# Screen Scraping Basics with Python

Frank Donnelly Head of GIS & Data Services, Brown University Library\
Oct 14, 2025 / Revised Oct 15, 2025

IRS SOI Exempt Organizations Business Master File Extract\
https://www.irs.gov/charities-non-profits/exempt-organizations-business-master-file-extract-eo-bmf

## Brown Univ Colab Users
SKIP these blocks if you are NOT using CoLab. Otherwise, run them is you want to operate in CoLab

1. Open this notebook with this URL:\
https://colab.research.google.com/github/Brown-University-Library/geodata_screenscrape/blob/main/python_scrape.ipynb
2. Then run the following box to import this repo into a temporary folder:

In [None]:
# GOOGLE COLAB USERS - RUN THIS
!git clone https://github.com/Brown-University-Library/geodata_screenscrape/ && mv temp_repo/* temp_repo/.[!.]* . && rm -rf temp_repo

## Preliminaries

In [None]:
import requests, os
from bs4 import BeautifulSoup as soup
from datetime import date
from time import sleep
from IPython.display import clear_output

In [None]:
url='https://www.irs.gov/charities-non-profits/exempt-organizations-business-master-file-extract-eo-bmf'
dataset='IRS SOI Exempt Organizations Business Master File Extract'
person='YOUR NAME, YOUR TITLE, YOUR ORG'
today = str(date.today())

In [None]:
outfolder='downloaded-'+today
if not os.path.exists(outfolder):
    os.makedirs(outfolder)

## Get Links

In [None]:
webpage=requests.get(url).content
soup_page=soup(webpage,'html.parser')
page_title = soup_page.title.text
container=soup_page.find('div', {'class': 'pup-header-content-rt col-sm-12 col-md-9'}) # all links to data files are in this div
#container=soup_page.find('table',{'class': 'table complex-table table-striped table-bordered table-responsive'}) # just links in the table
links=container.find_all('a') # all the links, mix of data and non-data

In [None]:
datalinks={}

for lnk in links:
    if 'href' in lnk.attrs:
        if lnk.attrs['href'].endswith(('.pdf','.csv','.zip')):
            filename=lnk.attrs['href'].split('/')[-1]
            datalinks[filename]=lnk.attrs['href']

## Download Data

In [None]:
i = 0 
errors={}
for k,v in datalinks.items():
    try:
        response = requests.get(v)
        response.raise_for_status()
        datafile = open(os.path.join(outfolder,k),'wb')
        datafile.write(response.content)
        datafile.close()
        i=i+1
        print('Downloaded',k)
        #sleep(1) #add a pause between downloads
        clear_output(wait=True) #replace print messages with new msg
    except requests.exceptions.RequestException as e:
        print('Could not retrieve',k,'because of',e)
        errors[k]=e

print('Finished downloading',i,'files from',page_title)
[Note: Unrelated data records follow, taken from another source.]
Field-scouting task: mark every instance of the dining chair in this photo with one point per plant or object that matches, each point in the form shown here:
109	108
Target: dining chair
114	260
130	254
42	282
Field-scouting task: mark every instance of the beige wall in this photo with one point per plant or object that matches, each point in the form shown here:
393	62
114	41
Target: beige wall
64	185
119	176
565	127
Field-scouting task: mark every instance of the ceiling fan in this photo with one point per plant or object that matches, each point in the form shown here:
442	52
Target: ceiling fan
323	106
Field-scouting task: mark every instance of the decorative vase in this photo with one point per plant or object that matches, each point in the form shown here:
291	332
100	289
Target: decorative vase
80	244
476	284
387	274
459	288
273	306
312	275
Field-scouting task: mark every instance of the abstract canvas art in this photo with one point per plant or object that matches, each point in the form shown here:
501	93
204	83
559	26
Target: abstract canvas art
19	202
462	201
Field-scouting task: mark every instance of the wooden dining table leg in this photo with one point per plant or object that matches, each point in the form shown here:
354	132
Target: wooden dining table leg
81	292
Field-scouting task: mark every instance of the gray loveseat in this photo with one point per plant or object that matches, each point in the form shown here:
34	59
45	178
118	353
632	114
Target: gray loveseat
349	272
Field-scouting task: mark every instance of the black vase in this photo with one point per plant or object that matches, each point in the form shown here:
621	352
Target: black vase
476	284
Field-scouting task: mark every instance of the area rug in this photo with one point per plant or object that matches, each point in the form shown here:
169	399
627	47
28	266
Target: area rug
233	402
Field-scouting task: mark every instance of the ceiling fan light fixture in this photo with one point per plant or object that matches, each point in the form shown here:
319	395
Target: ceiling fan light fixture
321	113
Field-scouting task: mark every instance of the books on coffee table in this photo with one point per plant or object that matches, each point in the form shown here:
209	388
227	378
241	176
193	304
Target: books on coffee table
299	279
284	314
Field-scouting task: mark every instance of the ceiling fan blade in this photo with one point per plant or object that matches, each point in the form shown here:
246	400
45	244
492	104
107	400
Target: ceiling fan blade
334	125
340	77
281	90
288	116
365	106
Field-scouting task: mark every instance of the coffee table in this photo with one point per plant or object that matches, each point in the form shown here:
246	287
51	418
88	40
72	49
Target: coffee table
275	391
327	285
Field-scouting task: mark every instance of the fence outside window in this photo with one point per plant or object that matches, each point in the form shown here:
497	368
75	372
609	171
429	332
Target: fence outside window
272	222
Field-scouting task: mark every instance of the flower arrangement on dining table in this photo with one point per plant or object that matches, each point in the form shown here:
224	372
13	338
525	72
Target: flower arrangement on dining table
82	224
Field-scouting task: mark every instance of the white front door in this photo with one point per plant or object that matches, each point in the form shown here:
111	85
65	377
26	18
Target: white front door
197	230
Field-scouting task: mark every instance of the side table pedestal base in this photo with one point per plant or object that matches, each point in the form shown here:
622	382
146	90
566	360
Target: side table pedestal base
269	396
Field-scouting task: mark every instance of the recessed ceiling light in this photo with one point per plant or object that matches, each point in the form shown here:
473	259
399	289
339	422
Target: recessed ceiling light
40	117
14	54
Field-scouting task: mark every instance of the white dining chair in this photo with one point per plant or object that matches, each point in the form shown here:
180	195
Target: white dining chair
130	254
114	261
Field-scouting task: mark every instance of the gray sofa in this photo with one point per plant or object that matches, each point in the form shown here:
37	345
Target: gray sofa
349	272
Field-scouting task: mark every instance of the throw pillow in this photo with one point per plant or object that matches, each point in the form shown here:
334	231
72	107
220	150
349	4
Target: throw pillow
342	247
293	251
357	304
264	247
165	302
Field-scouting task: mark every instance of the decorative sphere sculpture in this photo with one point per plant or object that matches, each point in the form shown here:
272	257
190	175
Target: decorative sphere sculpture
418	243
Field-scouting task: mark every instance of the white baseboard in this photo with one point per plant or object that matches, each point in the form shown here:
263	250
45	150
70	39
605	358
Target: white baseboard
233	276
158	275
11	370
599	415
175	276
## Save Webpage, Metadata, Errors

In [None]:
webfile = '_WEBPAGE-{}.html'.format(today)
writefile=open(os.path.join(outfolder,webfile),'wb')
writefile.write(webpage)
writefile.close()

In [None]:
metafile = "_METADATA-{}.txt".format(today)
writefile=open(os.path.join(outfolder,metafile),'w')
writefile.write(dataset+'\n') 
writefile.write('{} files archived on {}\n'.format(i,today))
writefile.write('From webpage {}\n'.format(page_title)) 
writefile.write('At {}\n'.format(url))  
writefile.write('By {}'.format(person))  
writefile.close() 

In [None]:
efile = "_ERRORS-{}.txt".format(today)
epath=os.path.join(outfolder,efile)
if os.path.exists(efile):
    os.remove(efile)

if len(errors)>0:
    writefile=open(epath,'w')
    writefile.write('Download Errors for {}\n'.format(page_title))
    for ek,ev in errors.items():
        writefile.write('{}: {}\n'.format(ek,ev))
    writefile.close()